LINA also seeks to include numerous letters, emails, and a call summary to demonstrate Plaintiff's failure to exhaust administrative remedies. Mot. at 12-14. These documents are not referred to extensively in the complaint and they do not form the basis of plaintiff's claim. See Adan v. Kaiser Foundation Health Plan, No. 17-cv-01076-HSG, 2018 WL 1174559, at *4 (N.D. Cal. March 6, 2018) (finding letters sent from insurance company to the plaintiff were not extensively referred to in the complaint by plaintiff and thus were inappropriate for incorporation by reference). Consideration of these documents would be more appropriate at the summary judgment stage. See M.O.R.E., LLC v. U.S., No. 12-cv-03609-JST, 2015 WL 509321, at *3 (N.D. Cal. Aug. 28, 2015) (“The incorporation by reference doctrine ‘is a narrow exception aimed at cases interpreting, for example, a contract. It is not intended to grant litigants license to ignore the distinction between motions to dismiss and motions for summary judgement.'”) (quoting Levenstein v. Salafsky, 164 F.3d 345, 347 (7th Cir. 1998)).

Accordingly, the Court GRANTS LINA's request to incorporate by reference Exhibit 26. All remaining requests are DENIED.

B. Motion to Dismiss

LINA moves to dismiss Plaintiff's FAC on two grounds. First, LINA argues that it is not a proper defendant for the STD benefits claim. Second, LINA argues that Plaintiff failed to exhaust administrative remedies for any LTD benefits claim.

i. Proper Defendant

LINA contends that Plaintiff's STD claim fails because it cannot be liable for the relief sought as a matter of law. Mot. at 14. Plaintiff responds that LINA is a proper defendant because it has complete decision-making power and “authority to resolve benefits claims.” Opp. at 1, 12. To support her argument that LINA is a proper defendant, Plaintiff relies on Cyr v. Reliance Standard Life Insurance Co., 642 F.3d 1202 (9th Cir. 2011), and Spinedex Physical Therapy USA Inc. v. United Healthcare of Arizona, Inc., 770 F.3d 1282, 1297 (9th Cir. 2014). In Cyr, the Ninth Circuit addressed who can be sued under § 1132(a)(1)(B), the subsection at issue here. 642 F.3d at 1205-07. It noted that the subsection's text does not limit who may be sued, and overruled previous decisions holding that potential defendants were limited to plans and plan administrators. Id. at 1206-07. The court of appeals held that a plaintiff may bring suit against a defendant under 1132(a)(1)(B) “as long as that party's individual liability is established.” Id. at 1207. It further explained that “[i]t is not enough to identify a plan administrator as a potential defendant” because a “plan administrator can be an entity that has no authority to resolve benefit claims or any responsibility to pay them.” Id. But the court of appeals concluded that the plan insurer at issue, which was “responsible for paying legitimate benefits claims, ” was a proper defendant. Id.

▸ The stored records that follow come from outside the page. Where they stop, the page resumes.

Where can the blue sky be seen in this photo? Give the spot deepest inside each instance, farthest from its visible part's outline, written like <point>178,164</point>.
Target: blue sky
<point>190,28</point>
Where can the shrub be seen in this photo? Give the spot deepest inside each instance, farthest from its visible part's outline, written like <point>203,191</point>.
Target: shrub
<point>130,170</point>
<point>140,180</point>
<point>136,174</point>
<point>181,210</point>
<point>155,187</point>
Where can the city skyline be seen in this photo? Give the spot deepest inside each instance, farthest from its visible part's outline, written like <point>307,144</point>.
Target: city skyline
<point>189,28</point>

The Spinedex court later “read [Cyr] to hold that proper defendants under § 1132(a)(1)(B) for improper denial of benefits at least include ERISA plans, formally designated plan administrators, insurers or other entities responsible for payment of benefits, and de facto plan administrators that improperly deny or cause improper denial of benefits.” 770 F.3d at 1297. It also held that a proper defendant could include a “fiduciary” that “exercises any discretionary authority or discretionary control respecting management of such plan or exercises any authority or control respecting management or disposition of its assets . . . [or] has any discretionary authority or discretionary responsibility in the administration of such plan.” Id. at 1298. The court concluded that United could not be a proper defendant based on any “responsibility to pay benefits” since the plan at issue was “self-insured.” Id. at 1298. But the court found there to be a discrepancy in the record, in that the district court had held that United was not an “administrator, ” while defendants stated in their appellate briefing that United was a “claims administrator.” Id. The Ninth Circuit thus remanded for further proceedings because it was unclear whether United was “a formally designated or de facto administrator.” Id.

Here, Plaintiff alleges that LINA both insured and administered the Plan. FAC ¶ 6. But relying on documents as to which the Court found incorporation by reference improper, LINA argues that “LINA was designated as a claim administrative services provider” for STD benefits, responsible only for the review of claims and appeals, while “SCPMG was entirely responsible for the payment of all STD benefits.” Mot. at 14. Plaintiff contends that under Spinedex a plan administrator is “always a proper defendant to a claim for benefits under ERISA.” Opp. at 11. LINA acknowledges that the Spinedex court “noted that a claim administrator could be a possible defendant in a claim for ERISA plan benefits, ” but argues that it “did not actually find that the claim administrator in question was a proper defendant.” Reply at 4. That is beside the point: Spinedex held that proper defendants “at least include administrators that improperly deny or cause improper denial of benefits.” Spinedex, 770 F.3d at 1297; see also Smith v. Univ. of S. Cal., No. LA CV18-06111 JAK (AFMx), 2019 WL 988681, at *4 (C.D. Cal. January 22, 2019) (finding “sufficient allegations” that the defendant third-party administrator “caused the alleged improper denial of benefits” and thus was “not an improper defendant”). In light of this authority, and viewing the allegations in the light most favorable to the Plaintiff, the Court finds that LINA has not established as a matter of law at this stage that it is not a proper defendant for the STD claim.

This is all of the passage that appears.